Although developed for NAILE, the green shavings made their debut in the 1974 World’s Championship Horse Show. Fifty years later, Feeders Supply still provides feed, bedding, and the green shavings for the World’s Championship and NAILE, as well as the State Fair livestock shows in Broadbent Arena.
As the 1980s began, a change had to be made because of the limitations of food coloring.
“The problem was we couldn’t use water on it or it would wash out the color,” Butler said. “We used a golf cart with a boom sprayer to recolor the shavings. We colored a whole lot of white fences green until they came up with the dye we use now.”
The universities of Kentucky and Louisville developed the green non-toxic dye used today that is safe for the livestock and their handlers. The dye is applied to the shavings and dried before it is put down inside the show rings.
“It was important that the coloring used would not stain the animals’ feet and it needed to be safe in case an animal consumed any of it,” Brock stated. “Plus, it needed to adhere to the wood shavings so that the show rings would stand up to the use of hundreds of show animals.

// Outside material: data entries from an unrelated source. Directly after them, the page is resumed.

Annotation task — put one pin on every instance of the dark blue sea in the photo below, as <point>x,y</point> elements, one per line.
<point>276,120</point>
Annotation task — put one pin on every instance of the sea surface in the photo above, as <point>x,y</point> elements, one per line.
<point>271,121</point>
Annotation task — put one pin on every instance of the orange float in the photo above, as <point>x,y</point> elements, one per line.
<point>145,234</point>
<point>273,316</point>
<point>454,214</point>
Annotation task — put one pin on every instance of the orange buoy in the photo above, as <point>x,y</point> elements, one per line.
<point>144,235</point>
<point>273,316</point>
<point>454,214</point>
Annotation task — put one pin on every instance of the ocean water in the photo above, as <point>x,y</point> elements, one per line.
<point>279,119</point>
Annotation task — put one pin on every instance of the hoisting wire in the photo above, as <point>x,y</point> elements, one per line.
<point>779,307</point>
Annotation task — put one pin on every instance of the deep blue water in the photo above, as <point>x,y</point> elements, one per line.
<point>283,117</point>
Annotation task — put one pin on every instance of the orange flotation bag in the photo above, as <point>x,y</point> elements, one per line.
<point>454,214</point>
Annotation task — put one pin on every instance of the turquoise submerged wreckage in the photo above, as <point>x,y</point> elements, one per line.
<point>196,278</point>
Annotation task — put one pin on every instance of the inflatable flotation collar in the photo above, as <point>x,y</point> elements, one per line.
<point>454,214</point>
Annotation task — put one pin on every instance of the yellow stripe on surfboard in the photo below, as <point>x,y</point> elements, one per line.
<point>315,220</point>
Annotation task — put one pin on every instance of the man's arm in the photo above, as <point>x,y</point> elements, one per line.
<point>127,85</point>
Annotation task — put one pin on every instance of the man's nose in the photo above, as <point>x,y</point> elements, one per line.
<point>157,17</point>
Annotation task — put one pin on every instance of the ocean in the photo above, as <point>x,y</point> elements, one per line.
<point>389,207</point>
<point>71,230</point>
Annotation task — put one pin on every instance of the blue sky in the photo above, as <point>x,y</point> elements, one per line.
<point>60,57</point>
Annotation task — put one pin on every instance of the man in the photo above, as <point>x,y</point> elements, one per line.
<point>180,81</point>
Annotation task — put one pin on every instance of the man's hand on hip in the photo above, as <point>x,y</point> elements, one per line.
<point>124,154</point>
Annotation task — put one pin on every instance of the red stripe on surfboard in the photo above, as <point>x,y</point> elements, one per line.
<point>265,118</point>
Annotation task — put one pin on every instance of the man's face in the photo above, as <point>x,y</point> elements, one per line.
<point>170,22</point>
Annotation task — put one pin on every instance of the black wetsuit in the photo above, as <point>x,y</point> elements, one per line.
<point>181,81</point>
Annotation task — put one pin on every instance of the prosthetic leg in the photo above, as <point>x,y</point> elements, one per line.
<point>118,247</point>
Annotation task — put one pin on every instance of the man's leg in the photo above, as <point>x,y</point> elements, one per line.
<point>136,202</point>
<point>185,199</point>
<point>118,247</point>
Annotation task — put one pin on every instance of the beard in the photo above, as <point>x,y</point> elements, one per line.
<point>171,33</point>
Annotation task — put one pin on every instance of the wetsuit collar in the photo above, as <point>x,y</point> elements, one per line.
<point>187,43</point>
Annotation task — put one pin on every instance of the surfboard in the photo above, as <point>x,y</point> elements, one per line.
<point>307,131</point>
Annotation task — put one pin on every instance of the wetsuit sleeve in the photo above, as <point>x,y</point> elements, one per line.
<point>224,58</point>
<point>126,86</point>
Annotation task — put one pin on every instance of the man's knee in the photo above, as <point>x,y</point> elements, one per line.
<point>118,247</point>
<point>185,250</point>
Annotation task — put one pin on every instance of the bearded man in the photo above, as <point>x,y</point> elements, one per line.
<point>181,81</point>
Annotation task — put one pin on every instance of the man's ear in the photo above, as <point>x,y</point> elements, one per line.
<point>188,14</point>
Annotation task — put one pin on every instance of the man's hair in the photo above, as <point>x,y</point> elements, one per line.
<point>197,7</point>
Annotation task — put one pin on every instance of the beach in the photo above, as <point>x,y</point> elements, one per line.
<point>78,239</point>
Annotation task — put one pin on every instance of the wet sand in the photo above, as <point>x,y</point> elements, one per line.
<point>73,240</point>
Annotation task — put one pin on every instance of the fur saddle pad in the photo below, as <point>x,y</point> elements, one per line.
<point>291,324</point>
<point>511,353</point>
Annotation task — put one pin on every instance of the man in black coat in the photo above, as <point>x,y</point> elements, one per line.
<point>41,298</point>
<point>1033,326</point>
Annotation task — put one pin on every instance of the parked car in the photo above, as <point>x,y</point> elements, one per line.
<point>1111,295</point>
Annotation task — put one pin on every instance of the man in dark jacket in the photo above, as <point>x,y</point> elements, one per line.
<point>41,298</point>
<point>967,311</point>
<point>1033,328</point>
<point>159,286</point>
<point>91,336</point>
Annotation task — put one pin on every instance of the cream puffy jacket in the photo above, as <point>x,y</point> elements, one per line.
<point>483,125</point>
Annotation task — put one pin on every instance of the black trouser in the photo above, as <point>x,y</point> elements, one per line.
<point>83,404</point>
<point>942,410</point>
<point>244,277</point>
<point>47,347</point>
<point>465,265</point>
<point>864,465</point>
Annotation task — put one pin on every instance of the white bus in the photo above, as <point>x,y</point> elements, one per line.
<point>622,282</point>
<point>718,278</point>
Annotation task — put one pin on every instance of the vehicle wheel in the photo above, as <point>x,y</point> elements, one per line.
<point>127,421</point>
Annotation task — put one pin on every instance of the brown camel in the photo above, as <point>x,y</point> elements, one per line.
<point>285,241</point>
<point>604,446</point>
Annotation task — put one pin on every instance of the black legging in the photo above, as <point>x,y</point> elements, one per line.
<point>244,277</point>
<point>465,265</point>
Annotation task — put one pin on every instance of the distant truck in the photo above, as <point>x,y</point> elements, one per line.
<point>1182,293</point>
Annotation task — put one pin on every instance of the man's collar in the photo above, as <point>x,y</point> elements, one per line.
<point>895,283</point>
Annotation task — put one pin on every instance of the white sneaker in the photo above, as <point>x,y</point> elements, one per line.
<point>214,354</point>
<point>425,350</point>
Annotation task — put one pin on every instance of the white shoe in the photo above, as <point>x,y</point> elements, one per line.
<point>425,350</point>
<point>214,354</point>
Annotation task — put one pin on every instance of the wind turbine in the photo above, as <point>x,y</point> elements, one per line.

“The green color was not in common use at that time (50 years ago),” she added. “Thus, was born the ‘tradition’ of the green shavings at the Kentucky Expo Center shows. Today, when people in the livestock business see a photo or video of a show on green shavings, they most times assume that it was happening in Louisville.”
“The green shavings are what makes us special,” Kentucky Deputy Agriculture Commissioner Warren Beeler said. “It makes us stand out.”